Lallemand BRY-97 American West Coast Beer Yeast
Beer type: IPAs, Porter, Stout, Fruit Beer
LalBrew® BRY-97 is an American West Coast-style ale yeast that was selected from the Siebel Institute Culture Collection for its ability to produce high quality ales. LalBrew® BRY-97 is a neutral strain with a high flocculation ability that can be used to make a wide variety of American-style beers. Through expression of a beta-glucosidase enzyme, LalBrew® BRY-97 can promote hop biotransformation and accentuate hop flavor and aroma. Traditional ales made with LalBrew® BRY-97 include but are certainly not limited to Cream Ale, American Wheat, Scotch Ale, American Pale Ale, American Amber, American Brown, American IPA, American Stout, Russian Imperial Stout, Imperial IPA, Roggen/Rye, Old Ale and American Barleywine.
When 100 g active dried yeast is used to inculate 100 litres of wort, a yeast density of 5-10 million cells per milliliter is achieved. A brewer may experiment with the pitching rate to achieve a desired beer style or to suit processing conditions.
Springkle the yeast on the surface of 10 times its weight of clean sterilized (boiled) water at 30-35C. Do not use wort, or distilled or reverse osmosis water as loss in viability might result. Gently break any clumps to ensure that all yeast in contact with the rehydration medium. Do Not STIR. Leave undisturbed for 15 minutes then suspend the yeast completely and leave it for 5 more minutes at 30-35C. Then adjust temperature to that of the wort and inoculate without delay.
Attemperate at steps of 5 minute intervals of 10C to the temperature of the wort by mixing aliquots of wort. Do not allow attemperation to be carried out by natural heat loss. This will take too long and could result in loss of viability or vitality.
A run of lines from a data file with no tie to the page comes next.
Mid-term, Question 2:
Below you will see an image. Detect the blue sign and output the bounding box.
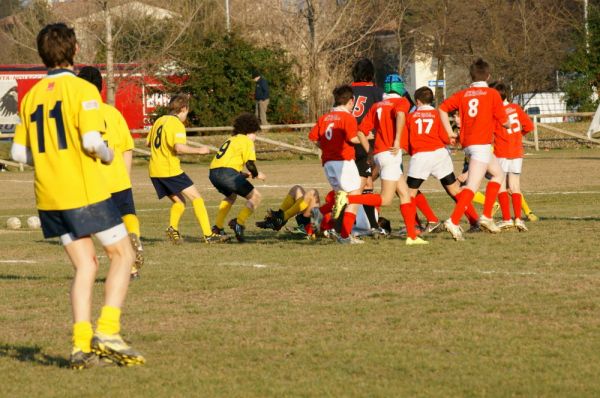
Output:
[427,80,446,87]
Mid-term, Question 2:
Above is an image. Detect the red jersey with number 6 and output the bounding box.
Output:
[440,82,507,148]
[359,94,410,155]
[406,105,450,156]
[308,107,358,164]
[494,103,533,159]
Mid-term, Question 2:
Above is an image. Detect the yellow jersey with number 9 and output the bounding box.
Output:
[210,134,256,171]
[100,104,133,193]
[14,69,110,210]
[146,115,186,177]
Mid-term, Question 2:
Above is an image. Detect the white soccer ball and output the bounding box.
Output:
[27,216,42,229]
[6,217,21,229]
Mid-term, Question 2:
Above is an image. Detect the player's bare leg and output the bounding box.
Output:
[92,236,146,366]
[166,194,185,245]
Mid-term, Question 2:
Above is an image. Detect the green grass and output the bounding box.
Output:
[0,150,600,397]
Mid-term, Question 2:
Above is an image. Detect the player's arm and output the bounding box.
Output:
[173,144,210,155]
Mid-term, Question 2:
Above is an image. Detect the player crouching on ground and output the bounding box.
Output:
[146,94,226,244]
[208,113,266,242]
[308,85,381,244]
[78,66,144,279]
[256,185,321,239]
[403,87,478,236]
[11,23,145,369]
[490,83,533,231]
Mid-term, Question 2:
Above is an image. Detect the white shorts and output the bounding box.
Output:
[59,224,128,247]
[497,158,523,174]
[323,160,361,192]
[408,148,454,180]
[373,151,402,181]
[464,144,493,164]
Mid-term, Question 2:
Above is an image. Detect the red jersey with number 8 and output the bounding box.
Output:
[440,82,507,148]
[308,107,358,164]
[494,104,533,159]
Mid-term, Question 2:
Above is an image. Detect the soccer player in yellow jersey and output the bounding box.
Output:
[11,23,145,369]
[77,66,144,279]
[146,94,227,244]
[208,113,266,242]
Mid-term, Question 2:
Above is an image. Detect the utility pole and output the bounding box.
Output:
[225,0,231,33]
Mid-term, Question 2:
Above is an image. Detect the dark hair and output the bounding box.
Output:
[37,23,77,68]
[352,58,375,82]
[469,58,490,82]
[415,86,433,105]
[168,93,190,115]
[77,66,102,92]
[333,84,354,106]
[233,113,260,135]
[490,82,508,101]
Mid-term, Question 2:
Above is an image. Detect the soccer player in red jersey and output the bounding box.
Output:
[356,74,428,245]
[401,87,478,232]
[308,85,381,243]
[439,58,509,240]
[490,83,533,231]
[352,58,385,235]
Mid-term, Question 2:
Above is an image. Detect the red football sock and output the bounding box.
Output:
[465,202,479,225]
[400,202,417,239]
[498,191,510,221]
[512,193,523,218]
[340,211,356,238]
[348,193,381,207]
[450,188,475,225]
[483,181,500,218]
[414,191,440,222]
[319,208,333,231]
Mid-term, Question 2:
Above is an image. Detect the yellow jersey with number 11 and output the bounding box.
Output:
[14,69,110,210]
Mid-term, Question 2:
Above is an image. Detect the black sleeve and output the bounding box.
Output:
[246,160,258,178]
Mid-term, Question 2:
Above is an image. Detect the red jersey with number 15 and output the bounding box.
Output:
[359,94,410,154]
[440,82,507,148]
[405,105,450,156]
[308,107,358,164]
[494,103,533,159]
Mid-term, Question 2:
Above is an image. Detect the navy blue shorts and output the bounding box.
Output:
[208,167,254,197]
[110,188,135,217]
[38,199,123,239]
[150,173,194,199]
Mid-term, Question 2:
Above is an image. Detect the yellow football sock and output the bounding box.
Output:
[96,305,121,334]
[473,191,485,205]
[279,194,295,211]
[283,198,308,221]
[192,198,212,236]
[169,202,185,229]
[215,200,232,229]
[237,206,254,225]
[122,214,142,238]
[521,194,532,214]
[73,322,94,352]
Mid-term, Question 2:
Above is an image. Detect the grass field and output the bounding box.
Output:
[0,150,600,397]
Temperature shock at greater than 10C will cause formation of petite mutants leading to long term or incomplete fermentation and possible formation of undesirable flavours.
BRY-97 American West Coast Yeast has been conditioned to survive rehydration. The yeast contains an adequate reservoir of carbohydrates and unsaturated fatty acids to achieve active growth. It is unnecessary to aerate wort.